4 thoughts on “Evolution and behaviour”

  1. the east side and west side, made me think of either pole away from the average. For when we balance the difficult and enjoyable we are somewhere in the middle. Healthiest, best chance of survival as video says. I am translating this intuitively into human life. how we live our lives. When something pushes us to an extreme, if we want to go, our best chance is to return to the middle, i.e. the half way between the ‘west’ and ‘east’ in this simulation. The balance.


  2. I posted a comment on the “I programmed some creatures and THEY EVOLVED” video, and David Randall Miller deleted it. So much for intellectual integrity.
    This is my comment that was deleted:
    This is purely a mathematical environment. It does not simulate the environment of a biological organism. There is no rain. There is no wind. There is no hot. There is no cold. There is no oxygen. There is no lack of oxygen. There are no bacteria. There are no viruses. A fox-like organism can’t evolve into a whale without these environmental factors being taken into consideration.


    1. Thanks for your comment, Michael. David Randall Miller’s software simulates the environment for the simulated organisms. That environment is simple, a grid of positions in a 2-D ‘world’, areas where reproduction is possible and areas where it is not, and other organisms that sometimes get in the way.
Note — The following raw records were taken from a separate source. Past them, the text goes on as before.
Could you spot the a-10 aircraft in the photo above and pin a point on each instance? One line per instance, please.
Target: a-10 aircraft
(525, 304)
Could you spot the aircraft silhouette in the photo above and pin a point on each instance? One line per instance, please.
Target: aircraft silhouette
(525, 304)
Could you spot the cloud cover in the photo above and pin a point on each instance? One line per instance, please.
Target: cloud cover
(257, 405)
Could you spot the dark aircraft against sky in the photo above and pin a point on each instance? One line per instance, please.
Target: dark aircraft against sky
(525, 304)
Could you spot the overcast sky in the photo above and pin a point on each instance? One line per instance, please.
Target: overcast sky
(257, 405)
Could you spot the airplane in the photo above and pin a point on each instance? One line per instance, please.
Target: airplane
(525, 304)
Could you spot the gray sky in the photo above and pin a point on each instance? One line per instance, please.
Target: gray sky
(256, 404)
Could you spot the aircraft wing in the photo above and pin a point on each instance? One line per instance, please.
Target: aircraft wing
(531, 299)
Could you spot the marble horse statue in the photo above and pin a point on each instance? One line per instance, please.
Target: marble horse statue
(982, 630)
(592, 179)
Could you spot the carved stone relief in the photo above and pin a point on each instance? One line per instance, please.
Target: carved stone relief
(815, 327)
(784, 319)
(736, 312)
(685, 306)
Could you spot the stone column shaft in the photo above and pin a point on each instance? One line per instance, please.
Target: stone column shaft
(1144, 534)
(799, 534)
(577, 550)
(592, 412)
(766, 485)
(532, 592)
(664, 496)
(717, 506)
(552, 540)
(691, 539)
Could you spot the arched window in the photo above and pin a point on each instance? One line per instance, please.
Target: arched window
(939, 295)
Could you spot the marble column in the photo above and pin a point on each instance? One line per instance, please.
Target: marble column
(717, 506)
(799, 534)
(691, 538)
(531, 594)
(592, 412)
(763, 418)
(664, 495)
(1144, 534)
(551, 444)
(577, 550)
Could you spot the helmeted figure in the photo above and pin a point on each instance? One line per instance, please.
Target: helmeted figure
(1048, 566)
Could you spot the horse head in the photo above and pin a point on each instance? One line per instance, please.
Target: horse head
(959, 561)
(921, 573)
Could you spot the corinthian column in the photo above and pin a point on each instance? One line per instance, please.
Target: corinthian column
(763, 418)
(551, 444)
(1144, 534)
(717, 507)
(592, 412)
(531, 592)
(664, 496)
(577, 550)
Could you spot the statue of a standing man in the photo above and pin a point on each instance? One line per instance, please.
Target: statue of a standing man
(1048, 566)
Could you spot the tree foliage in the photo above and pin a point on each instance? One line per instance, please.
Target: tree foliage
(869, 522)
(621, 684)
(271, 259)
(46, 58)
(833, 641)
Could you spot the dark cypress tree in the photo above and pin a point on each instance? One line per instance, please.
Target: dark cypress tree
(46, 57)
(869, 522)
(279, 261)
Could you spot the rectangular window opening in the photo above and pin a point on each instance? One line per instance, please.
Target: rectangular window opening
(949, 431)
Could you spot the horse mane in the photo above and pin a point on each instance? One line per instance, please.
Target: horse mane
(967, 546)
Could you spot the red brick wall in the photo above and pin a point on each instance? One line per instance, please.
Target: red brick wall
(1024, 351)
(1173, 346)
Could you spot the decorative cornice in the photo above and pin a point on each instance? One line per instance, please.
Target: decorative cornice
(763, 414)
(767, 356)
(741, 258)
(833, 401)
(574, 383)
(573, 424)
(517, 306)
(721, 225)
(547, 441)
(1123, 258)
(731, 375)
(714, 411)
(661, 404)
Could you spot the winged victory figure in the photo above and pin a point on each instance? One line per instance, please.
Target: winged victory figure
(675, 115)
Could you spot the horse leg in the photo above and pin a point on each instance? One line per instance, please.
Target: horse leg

You are right, no rain, wind, etc.

      The software demonstrates, very clearly, how the simplest replicators in the simplest environment can (and do) evolve. Adding all the complexity of the real world doesn’t change that fact. Evolution is a simple process in principle and lack of additional complexity is not evidence that it cannot happen. In fact, that’s the whole point. Demonstrating evolution in a simple system reveals the minimum requirements for it to happen.